Unity Catalog uses: catalog.schema.table. The catalog is the top-level container — typically maps to a domain, environment, or business unit (e.g., finance_prod, marketing_dev). The schema (database) groups related tables within a catalog. The table/view is the actual data object. This replaces the two-level namespace (database.table) of the legacy Hive metastore. Benefits for multi-team organizations: (1) Access control at any level — grant a team access to an entire catalog or specific schema. (2) Cross-workspace visibility — Unity Catalog operates at the account level, so teams in different workspaces can share data without copies. (3) Clear ownership — each catalog has an owner responsible for governance. (4) Name isolation — different teams can use the same schema/table names without conflict (e.g., finance.core.transactions vs marketing.core.transactions).

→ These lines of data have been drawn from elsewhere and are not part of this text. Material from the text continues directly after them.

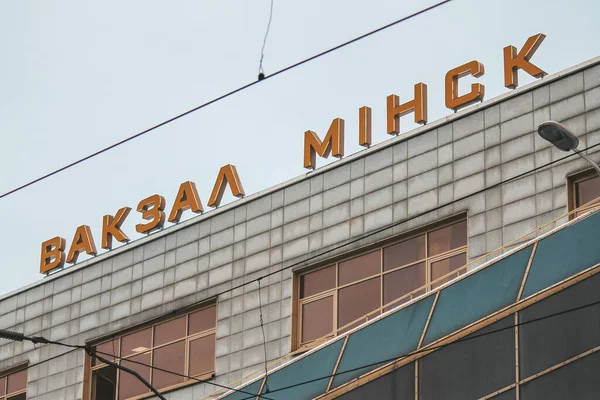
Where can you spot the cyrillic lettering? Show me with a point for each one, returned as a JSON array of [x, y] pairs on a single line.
[[111, 227], [332, 144], [453, 100], [152, 210], [227, 175], [187, 199], [82, 241], [513, 61], [53, 254], [395, 110]]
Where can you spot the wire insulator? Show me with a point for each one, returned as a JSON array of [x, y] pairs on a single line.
[[11, 335]]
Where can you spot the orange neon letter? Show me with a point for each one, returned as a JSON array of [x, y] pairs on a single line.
[[111, 227], [187, 199], [227, 175], [152, 210], [513, 61], [53, 254], [453, 100], [364, 126], [82, 241], [395, 110], [333, 143]]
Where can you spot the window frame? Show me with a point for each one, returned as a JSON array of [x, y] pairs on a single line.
[[11, 371], [118, 336], [297, 346], [572, 181]]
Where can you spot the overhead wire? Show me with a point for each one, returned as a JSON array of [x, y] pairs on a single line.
[[224, 96], [17, 336], [261, 71], [253, 395], [519, 176], [543, 166]]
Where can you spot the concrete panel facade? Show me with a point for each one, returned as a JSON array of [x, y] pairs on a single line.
[[463, 157]]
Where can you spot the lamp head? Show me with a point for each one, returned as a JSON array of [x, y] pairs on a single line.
[[559, 135]]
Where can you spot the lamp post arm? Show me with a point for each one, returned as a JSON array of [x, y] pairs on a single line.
[[582, 155]]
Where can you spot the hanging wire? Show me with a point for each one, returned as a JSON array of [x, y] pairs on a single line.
[[261, 71], [262, 327], [224, 96]]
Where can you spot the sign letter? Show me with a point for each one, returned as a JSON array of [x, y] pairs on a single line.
[[453, 100], [151, 209], [111, 227], [514, 61], [53, 254], [395, 110], [333, 143], [227, 175], [364, 126], [82, 241], [187, 199]]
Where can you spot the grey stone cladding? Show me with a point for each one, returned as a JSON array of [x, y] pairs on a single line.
[[429, 168]]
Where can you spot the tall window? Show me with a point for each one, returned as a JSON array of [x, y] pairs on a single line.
[[13, 386], [584, 188], [332, 297], [184, 345]]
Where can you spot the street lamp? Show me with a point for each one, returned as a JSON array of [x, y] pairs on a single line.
[[563, 139]]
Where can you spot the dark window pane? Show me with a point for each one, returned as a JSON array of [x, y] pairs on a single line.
[[106, 348], [447, 238], [202, 355], [104, 383], [169, 331], [137, 342], [317, 319], [403, 253], [587, 190], [398, 283], [171, 358], [359, 268], [317, 281], [442, 267], [357, 300], [203, 320], [129, 385], [16, 382]]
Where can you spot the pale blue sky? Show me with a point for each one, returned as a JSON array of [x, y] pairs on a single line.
[[77, 76]]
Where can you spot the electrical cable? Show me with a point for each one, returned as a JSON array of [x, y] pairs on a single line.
[[430, 349], [262, 327], [76, 347], [128, 370], [261, 71], [228, 94], [423, 350], [176, 373]]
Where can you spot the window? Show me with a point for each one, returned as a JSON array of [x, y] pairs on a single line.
[[583, 188], [185, 345], [13, 386], [331, 298]]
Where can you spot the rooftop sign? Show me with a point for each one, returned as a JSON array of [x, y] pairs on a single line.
[[152, 208]]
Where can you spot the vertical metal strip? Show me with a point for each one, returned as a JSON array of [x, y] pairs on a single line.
[[337, 363], [428, 319], [262, 386], [517, 377], [527, 271], [417, 379]]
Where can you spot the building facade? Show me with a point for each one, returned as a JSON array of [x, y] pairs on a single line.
[[333, 248]]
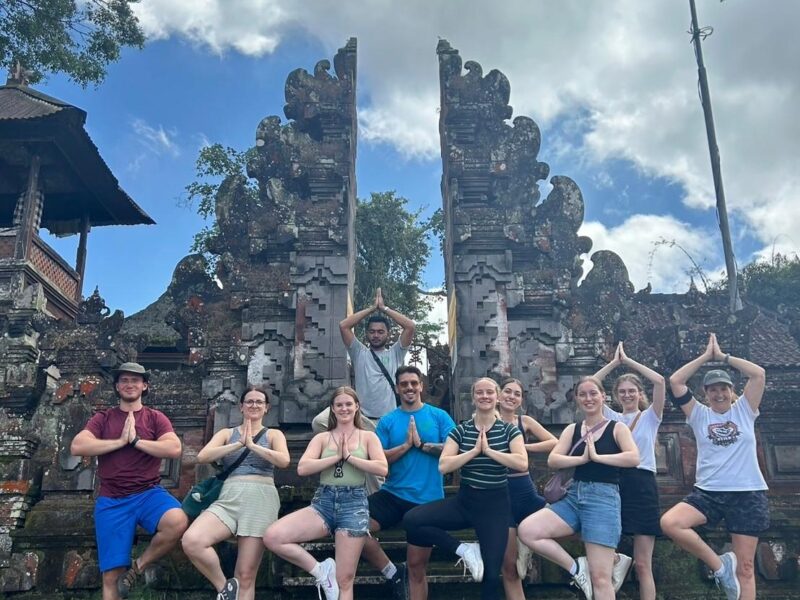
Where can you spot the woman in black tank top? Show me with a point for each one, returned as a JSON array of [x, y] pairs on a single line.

Databricks Asset Bundles (DABs) are a declarative, project-based deployment framework. A databricks.yml manifest defines jobs, DLT pipelines, permissions, and cluster configs alongside source code in Git. Key benefits: (1) Reproducibility — every deployment is derived from a specific Git commit; no manual workspace edits. (2) Environment parity — targets (dev, staging, prod) override variables (cluster sizes, catalog names) without code changes. (3) CI/CD native — databricks bundle validate and databricks bundle deploy can run in GitHub Actions or Azure DevOps pipelines. (4) Atomic deployment — jobs and DLT pipelines are created/updated together, avoiding partial states. DABs replace ad-hoc approaches like manually configuring jobs in the UI or using Terraform for Databricks resources (though Terraform remains valid for infrastructure). They are the recommended approach for all new Databricks projects.
Serverless SQL Warehouses are best for: BI dashboard queries (instant start, no idle cost), ad-hoc SQL exploration, dbt runs, and bursty workloads where utilization is unpredictable. They start in seconds, auto-scale based on query concurrency, and charge only for active compute. Classic clusters are better for: 24/7 streaming jobs (sustained compute is cheaper than serverless pricing), workloads requiring custom libraries or init scripts not supported on serverless, large-scale PySpark ETL with custom UDFs, and when spot instances can reduce costs 60-80%. Rule of thumb: if the workload is SQL-centric and bursty, use serverless; if it's Spark/Python-centric and sustained, use classic job clusters. Many organizations use both: serverless for analysts, classic for engineering pipelines.